Legislature: Scholarship, cell use on tap this week
PIERRE — On tap this week in the South Dakota Legislature: a scholarship designed to attract new teachers, and a ban on cellphone use by beginning drivers.By: Chet Brokaw, The Associated Press
PIERRE — On tap this week in the South Dakota Legislature: a scholarship designed to attract new teachers, and a ban on cellphone use by beginning drivers.
Here are five things to know heading into the annual session’s fifth week:
Critical-needs scholarships
The Senate Education Committee is scheduled to hold a hearing Tuesday on a plan to give scholarships to college students who agree to teach in critically needed subjects for at least five years after graduation.
Students preparing for teaching careers could get scholarships to help cover tuition and fees for their final two years in a private or public college.
A new state board would determine which subjects are in critical need of teachers, but officials have said South Dakota needs to attract more college graduates into teaching math and science.
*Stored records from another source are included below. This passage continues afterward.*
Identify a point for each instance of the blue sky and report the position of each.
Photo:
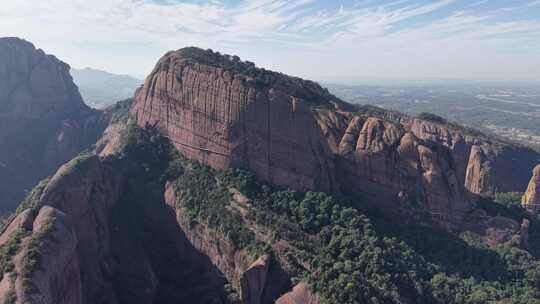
(476, 39)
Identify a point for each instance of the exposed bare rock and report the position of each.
(352, 133)
(482, 164)
(53, 243)
(43, 119)
(377, 135)
(531, 198)
(299, 295)
(292, 133)
(23, 221)
(227, 119)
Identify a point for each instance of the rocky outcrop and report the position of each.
(227, 119)
(531, 198)
(43, 119)
(253, 281)
(291, 132)
(70, 226)
(227, 113)
(299, 295)
(484, 165)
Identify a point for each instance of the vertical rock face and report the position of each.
(225, 118)
(43, 119)
(531, 198)
(291, 132)
(483, 165)
(65, 257)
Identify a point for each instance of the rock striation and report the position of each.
(531, 198)
(43, 119)
(291, 132)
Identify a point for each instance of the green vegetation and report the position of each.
(345, 256)
(143, 240)
(260, 77)
(508, 198)
(10, 249)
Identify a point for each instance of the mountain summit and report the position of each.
(225, 183)
(43, 119)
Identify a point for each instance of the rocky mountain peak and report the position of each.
(43, 119)
(531, 198)
(33, 83)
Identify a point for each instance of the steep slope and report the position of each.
(43, 120)
(531, 198)
(290, 132)
(101, 89)
(139, 223)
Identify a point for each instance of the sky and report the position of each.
(317, 39)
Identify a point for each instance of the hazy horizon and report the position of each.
(478, 40)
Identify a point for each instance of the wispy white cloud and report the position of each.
(300, 36)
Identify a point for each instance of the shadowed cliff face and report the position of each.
(227, 113)
(43, 119)
(531, 198)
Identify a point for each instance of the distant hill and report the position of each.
(100, 89)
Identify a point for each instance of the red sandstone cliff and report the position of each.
(531, 198)
(43, 119)
(227, 113)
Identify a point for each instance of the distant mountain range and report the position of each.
(100, 89)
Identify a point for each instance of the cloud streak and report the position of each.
(305, 37)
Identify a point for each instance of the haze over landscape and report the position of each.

General state tax revenue would be used to set up a trust fund that would finance the scholarships.
Beginning drivers
Lawmakers are looking at a package of proposals by a task force the Legislature appointed to look at teen driving safety.
One bill would prohibit beginning drivers — those with instruction and restricted permits — from using cellphones while behind the wheel. Another measure suggested by the task force would set up a coordinated drivers’ education system with statewide standards for course content, instruction, testing and certification of instructors.
Task force members said South Dakota has one of the nation’s highest rates of fatal crashes among young drivers. The Senate Transportation Committee will have hearings Monday on the bills recommended by the task force.
Medicaid expansion
South Dakota lawmakers will get another briefing Tuesday on the arguments for and against expanding Medicaid to cover thousands of additional low-income people.
The event is sponsored by legislative leaders and the Council of State Governments, an organization that represents all three branches of government for states around the nation.
Gov. Dennis Daugaard has recommended against expanding Medicaid right now as part of the federal health care overhaul because he is uncertain whether the federal government can afford to pay the bulk of the cost.
The state’s Medicaid program now covers about 116,000 children, adults and disabled people. If the state expands eligibility, an estimated 48,000 people, mostly adults without children, would be added to the program.
Bills filed
By the filing deadline last week, South Dakota lawmakers had introduced 492 bills, about average for recent legislative sessions.
In the past 10 years, lawmakers filed an average of 495 bills a year. The Legislative Research Council reports that the highest number of bills ever introduced was in 1957, when 929 were filed.
The lowest number ever filed was in 1964, when only 432 were considered. In most years during the past decade, a little more than half the bills introduced have been passed and signed into law.
Sales tax on food
The House Taxation Committee looks at a bill Tuesday that would remove the state sales tax on food while raising the tax rate on most other goods and services.
Food would be exempt from the state’s 4 percent sales tax, but the rate would be raised to 4.35 percent on other goods and services.
Similar bills have failed in the past after opponents argued that the tax rate can be kept low if the sales tax is applied to a broad range of items. Supporters of those bills contend that food should not be taxed to give a break to low-income families.